Textual Analysis Project
Genre: Academic Essay: Textual Analysis
Audience: Educated, curious readers
Learning Outcomes: Rhetorical Knowledge; Critical Thinking, Reading, and Writing; Knowledge of Conventions; Processes
Length: 750-1250 words
Background: St. Martin’s e-Handbook: “Analyzing Arguments” (9) and “Integrating Sources into Your Writing” (15)
Due Dates:
- Weeks Two and Three: Rhetorical précis (3)
- Tuesday 9/28: First Draft
- Thursday 9/30: Writing workshop participation
- Tuesday 10/5: Final Draft
We’ve been practicing a technique known as a rhetorical précis: a highly structured summary that explicates what a writer is expressing, how she does it, and for what intended audience. Your first major writing assignment in this class is a textual analysis, which draws on those skills in an extended format. A textual analysis is an argument for a probable or potential interpretation of a text. In this case, your challenge is to analyze your choice of,
- An Op-Ed piece from the Sunday, 9/26 edition of the New York Times
- A section of the Sunday New York Times, focusing on an ideological, social, rhetorical, or cultural issue of interest to you
Remember to keep your tone and your references analytic rather than evaluative in emphasis; you can evaluate the rhetorical appropriateness of the argument and its rhetorical strategies, but we don’t want to know if you agree or disagree with it. Support your points with direct quotes, references to tone, and other examples found in the text.
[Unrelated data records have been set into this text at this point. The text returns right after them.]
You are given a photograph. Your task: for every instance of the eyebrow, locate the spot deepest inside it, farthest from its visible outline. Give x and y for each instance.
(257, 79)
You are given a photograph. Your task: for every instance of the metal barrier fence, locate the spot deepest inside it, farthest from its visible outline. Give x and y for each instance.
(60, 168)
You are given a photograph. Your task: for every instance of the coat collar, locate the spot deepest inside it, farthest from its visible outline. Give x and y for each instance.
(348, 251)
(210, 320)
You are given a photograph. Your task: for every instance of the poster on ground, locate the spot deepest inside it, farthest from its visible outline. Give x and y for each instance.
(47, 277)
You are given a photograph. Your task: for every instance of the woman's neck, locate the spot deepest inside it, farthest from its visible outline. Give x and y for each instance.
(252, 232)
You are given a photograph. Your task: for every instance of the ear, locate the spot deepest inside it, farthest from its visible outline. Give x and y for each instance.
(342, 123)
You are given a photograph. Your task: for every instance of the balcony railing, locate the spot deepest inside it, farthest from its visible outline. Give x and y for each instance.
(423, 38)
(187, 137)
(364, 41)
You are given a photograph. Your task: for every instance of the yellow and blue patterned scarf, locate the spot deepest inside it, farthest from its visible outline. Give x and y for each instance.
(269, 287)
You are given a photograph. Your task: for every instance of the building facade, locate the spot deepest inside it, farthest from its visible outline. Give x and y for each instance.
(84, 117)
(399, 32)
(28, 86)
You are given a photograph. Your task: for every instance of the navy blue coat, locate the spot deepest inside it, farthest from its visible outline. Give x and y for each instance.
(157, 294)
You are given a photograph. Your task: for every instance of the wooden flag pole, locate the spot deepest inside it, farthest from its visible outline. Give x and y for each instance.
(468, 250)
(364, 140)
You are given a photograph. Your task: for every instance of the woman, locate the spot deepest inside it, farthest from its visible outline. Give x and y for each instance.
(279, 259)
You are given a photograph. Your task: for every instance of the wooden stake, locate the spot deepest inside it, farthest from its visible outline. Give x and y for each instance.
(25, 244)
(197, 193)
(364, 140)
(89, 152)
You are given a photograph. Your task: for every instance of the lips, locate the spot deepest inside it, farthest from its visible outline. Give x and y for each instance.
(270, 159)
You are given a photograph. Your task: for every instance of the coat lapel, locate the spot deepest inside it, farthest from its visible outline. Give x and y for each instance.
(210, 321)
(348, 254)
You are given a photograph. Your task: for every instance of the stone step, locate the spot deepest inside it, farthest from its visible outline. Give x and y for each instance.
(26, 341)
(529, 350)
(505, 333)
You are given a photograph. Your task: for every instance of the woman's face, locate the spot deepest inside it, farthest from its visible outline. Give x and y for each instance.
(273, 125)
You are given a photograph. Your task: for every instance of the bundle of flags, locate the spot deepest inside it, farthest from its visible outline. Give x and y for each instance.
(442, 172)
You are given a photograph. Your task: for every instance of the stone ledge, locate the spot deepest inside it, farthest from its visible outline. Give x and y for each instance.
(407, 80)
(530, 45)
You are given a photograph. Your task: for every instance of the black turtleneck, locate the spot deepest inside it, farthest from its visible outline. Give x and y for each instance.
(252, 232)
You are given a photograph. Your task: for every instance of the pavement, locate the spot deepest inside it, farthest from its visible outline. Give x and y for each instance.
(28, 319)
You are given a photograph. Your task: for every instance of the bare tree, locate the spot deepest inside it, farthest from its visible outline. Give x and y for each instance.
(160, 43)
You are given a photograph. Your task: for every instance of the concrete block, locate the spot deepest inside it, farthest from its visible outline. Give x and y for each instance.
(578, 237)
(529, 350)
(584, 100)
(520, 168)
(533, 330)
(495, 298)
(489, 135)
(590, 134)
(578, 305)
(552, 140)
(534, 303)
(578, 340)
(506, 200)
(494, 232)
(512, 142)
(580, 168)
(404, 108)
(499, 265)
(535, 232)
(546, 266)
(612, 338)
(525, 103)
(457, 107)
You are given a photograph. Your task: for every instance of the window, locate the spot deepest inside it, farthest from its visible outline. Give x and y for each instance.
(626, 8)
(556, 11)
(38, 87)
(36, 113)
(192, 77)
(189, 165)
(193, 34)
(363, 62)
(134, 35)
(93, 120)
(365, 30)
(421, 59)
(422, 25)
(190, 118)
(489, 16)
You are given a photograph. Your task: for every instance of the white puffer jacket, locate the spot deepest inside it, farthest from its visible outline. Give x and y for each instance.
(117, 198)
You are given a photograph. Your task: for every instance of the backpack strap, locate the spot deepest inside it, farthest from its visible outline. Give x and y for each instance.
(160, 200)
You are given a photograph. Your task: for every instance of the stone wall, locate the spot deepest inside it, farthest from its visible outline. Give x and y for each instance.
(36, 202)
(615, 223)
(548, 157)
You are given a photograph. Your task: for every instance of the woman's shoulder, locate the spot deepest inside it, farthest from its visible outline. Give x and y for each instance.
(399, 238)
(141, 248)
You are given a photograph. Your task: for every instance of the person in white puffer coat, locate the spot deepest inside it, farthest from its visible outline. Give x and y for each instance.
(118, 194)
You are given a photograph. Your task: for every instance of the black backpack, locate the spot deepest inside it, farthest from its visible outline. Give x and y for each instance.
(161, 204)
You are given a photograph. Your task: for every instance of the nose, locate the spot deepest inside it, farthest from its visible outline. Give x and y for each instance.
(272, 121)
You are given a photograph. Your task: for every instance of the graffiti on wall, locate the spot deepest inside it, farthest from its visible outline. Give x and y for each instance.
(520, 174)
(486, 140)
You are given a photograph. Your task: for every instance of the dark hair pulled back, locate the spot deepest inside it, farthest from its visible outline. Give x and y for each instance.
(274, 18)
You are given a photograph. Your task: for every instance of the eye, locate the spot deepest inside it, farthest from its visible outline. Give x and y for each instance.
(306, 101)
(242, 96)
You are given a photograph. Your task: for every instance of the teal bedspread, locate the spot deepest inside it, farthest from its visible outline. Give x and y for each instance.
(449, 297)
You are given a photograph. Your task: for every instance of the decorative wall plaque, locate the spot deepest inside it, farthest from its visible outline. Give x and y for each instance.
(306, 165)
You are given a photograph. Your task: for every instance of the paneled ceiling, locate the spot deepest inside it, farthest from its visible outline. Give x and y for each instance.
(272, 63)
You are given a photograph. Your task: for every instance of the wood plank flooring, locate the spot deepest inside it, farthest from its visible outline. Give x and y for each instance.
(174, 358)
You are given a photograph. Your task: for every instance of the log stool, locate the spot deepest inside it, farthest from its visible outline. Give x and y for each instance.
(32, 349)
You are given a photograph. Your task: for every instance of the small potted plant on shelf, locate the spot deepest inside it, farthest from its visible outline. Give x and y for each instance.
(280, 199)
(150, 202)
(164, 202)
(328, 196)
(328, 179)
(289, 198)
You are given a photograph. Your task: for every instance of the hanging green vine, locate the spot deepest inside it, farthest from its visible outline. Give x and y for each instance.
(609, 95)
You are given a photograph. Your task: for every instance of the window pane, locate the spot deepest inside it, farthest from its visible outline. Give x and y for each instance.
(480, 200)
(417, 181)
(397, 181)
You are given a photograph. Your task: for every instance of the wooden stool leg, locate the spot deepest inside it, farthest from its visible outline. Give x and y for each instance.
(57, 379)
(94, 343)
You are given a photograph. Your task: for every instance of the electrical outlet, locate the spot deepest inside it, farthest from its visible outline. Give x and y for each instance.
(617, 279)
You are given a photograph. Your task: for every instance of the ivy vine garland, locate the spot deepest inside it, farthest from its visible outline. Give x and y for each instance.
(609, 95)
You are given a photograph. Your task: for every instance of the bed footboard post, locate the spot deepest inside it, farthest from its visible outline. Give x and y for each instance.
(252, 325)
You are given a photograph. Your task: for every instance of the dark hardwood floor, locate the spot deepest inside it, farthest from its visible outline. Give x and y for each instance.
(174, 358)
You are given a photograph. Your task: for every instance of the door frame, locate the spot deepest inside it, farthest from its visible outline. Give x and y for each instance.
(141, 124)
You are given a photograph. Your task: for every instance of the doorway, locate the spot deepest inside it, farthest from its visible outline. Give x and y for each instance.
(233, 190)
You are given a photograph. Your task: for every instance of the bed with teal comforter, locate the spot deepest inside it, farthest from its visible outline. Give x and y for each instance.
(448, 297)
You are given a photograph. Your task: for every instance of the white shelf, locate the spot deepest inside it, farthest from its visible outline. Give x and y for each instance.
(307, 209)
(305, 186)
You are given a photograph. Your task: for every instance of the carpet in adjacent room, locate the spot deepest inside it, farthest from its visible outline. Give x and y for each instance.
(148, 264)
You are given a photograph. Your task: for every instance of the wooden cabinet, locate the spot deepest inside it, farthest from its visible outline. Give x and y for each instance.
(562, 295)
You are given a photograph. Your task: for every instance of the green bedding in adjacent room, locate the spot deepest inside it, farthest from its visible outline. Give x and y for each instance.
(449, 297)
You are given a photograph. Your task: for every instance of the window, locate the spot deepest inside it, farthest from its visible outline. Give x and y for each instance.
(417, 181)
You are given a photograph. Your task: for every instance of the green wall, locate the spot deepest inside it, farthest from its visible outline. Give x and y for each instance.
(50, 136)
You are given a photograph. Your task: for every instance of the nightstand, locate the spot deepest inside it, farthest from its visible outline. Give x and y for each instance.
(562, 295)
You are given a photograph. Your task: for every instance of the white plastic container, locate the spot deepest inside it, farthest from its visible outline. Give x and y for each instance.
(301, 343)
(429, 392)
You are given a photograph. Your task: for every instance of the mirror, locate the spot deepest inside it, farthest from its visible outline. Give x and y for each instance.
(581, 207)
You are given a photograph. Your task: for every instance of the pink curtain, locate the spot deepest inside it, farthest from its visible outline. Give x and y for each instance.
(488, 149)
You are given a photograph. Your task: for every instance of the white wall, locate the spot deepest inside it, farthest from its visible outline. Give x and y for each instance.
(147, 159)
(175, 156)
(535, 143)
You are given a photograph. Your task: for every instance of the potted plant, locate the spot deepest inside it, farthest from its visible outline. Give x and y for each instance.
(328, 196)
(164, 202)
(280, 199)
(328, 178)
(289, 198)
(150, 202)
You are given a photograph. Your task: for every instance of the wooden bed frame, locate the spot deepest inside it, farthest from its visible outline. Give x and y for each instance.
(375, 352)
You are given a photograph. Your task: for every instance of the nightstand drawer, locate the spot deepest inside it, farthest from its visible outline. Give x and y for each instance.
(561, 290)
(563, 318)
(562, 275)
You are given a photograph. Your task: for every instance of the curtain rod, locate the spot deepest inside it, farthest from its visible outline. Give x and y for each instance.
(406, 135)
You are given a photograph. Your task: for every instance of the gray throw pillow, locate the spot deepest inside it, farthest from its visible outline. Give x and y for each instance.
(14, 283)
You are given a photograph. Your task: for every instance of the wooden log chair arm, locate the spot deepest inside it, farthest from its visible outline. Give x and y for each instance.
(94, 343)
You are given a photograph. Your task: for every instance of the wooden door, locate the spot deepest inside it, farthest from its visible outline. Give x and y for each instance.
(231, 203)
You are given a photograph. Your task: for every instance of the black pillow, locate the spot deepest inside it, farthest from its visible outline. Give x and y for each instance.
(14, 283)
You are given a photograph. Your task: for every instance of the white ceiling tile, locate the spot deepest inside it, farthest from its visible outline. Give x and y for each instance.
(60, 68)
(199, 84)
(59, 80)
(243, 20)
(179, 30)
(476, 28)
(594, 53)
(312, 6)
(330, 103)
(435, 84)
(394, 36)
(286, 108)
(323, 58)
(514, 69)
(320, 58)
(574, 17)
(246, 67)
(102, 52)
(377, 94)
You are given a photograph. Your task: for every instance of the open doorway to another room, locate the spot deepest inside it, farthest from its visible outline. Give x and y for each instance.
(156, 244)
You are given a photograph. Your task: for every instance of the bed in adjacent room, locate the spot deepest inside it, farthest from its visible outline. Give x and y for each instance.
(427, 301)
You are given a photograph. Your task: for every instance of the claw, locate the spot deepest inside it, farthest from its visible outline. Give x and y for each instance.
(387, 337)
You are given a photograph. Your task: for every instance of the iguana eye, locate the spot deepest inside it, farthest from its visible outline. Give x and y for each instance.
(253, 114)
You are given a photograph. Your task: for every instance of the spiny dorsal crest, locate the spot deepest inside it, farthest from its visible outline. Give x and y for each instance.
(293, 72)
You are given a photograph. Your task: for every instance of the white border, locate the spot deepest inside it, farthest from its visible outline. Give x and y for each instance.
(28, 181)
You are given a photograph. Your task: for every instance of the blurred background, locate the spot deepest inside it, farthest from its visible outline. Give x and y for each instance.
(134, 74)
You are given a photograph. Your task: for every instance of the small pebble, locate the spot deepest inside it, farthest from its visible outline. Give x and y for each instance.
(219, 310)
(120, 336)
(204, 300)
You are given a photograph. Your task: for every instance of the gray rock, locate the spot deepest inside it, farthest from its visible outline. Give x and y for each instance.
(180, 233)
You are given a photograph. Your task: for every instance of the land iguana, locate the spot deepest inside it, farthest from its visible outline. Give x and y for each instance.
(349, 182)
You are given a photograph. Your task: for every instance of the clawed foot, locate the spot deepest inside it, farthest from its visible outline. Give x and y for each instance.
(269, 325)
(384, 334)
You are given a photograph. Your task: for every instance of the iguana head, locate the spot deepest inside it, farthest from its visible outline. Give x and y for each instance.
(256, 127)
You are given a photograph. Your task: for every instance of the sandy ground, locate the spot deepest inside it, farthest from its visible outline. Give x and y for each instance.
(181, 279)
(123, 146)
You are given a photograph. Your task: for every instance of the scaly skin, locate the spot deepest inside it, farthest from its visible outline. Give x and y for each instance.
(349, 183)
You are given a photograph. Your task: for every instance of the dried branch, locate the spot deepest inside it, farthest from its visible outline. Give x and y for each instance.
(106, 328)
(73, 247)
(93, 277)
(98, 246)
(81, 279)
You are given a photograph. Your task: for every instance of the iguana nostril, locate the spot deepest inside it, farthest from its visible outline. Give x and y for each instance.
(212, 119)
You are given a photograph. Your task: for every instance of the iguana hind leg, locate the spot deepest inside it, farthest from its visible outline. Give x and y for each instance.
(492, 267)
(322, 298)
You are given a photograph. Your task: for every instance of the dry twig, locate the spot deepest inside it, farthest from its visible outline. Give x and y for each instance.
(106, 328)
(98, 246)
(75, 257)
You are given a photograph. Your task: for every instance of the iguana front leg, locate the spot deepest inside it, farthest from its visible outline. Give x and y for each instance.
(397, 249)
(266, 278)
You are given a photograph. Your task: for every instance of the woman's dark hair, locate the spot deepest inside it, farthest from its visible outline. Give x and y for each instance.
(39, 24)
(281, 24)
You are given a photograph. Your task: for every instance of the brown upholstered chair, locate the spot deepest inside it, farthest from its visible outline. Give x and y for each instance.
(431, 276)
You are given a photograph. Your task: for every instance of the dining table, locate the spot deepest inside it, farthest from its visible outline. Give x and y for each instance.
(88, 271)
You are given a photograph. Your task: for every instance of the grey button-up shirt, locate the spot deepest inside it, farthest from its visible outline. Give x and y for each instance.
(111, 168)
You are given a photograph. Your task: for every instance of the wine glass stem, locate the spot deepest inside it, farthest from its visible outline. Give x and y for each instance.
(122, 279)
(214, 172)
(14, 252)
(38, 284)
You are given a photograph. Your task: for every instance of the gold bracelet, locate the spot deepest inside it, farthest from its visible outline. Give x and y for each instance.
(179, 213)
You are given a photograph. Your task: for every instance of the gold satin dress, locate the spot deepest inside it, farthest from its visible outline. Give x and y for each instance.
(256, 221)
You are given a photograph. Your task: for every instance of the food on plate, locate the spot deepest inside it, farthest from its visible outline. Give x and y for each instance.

Once you have read, re-read, and taken notes on the article for analysis, write your first draft:
- Introduce the general and specific topics in such a way that generates some curiosity in your reader
- Summarize the writer’s main points
- Illustrate how the writer makes those points, with examples
- Discuss the intended audience and what kind of relationship the writer establishes – or does not establish — with that audience. What strategic and rhetorical choices does the writer make that seem particularly keyed to the intended audience?
- Conclude your analysis by helping your reader get past the “so what?” question: are there any interesting connections between the article you are analyzing and the concepts we’ve been discussing in class? Does the article add to a larger conversation?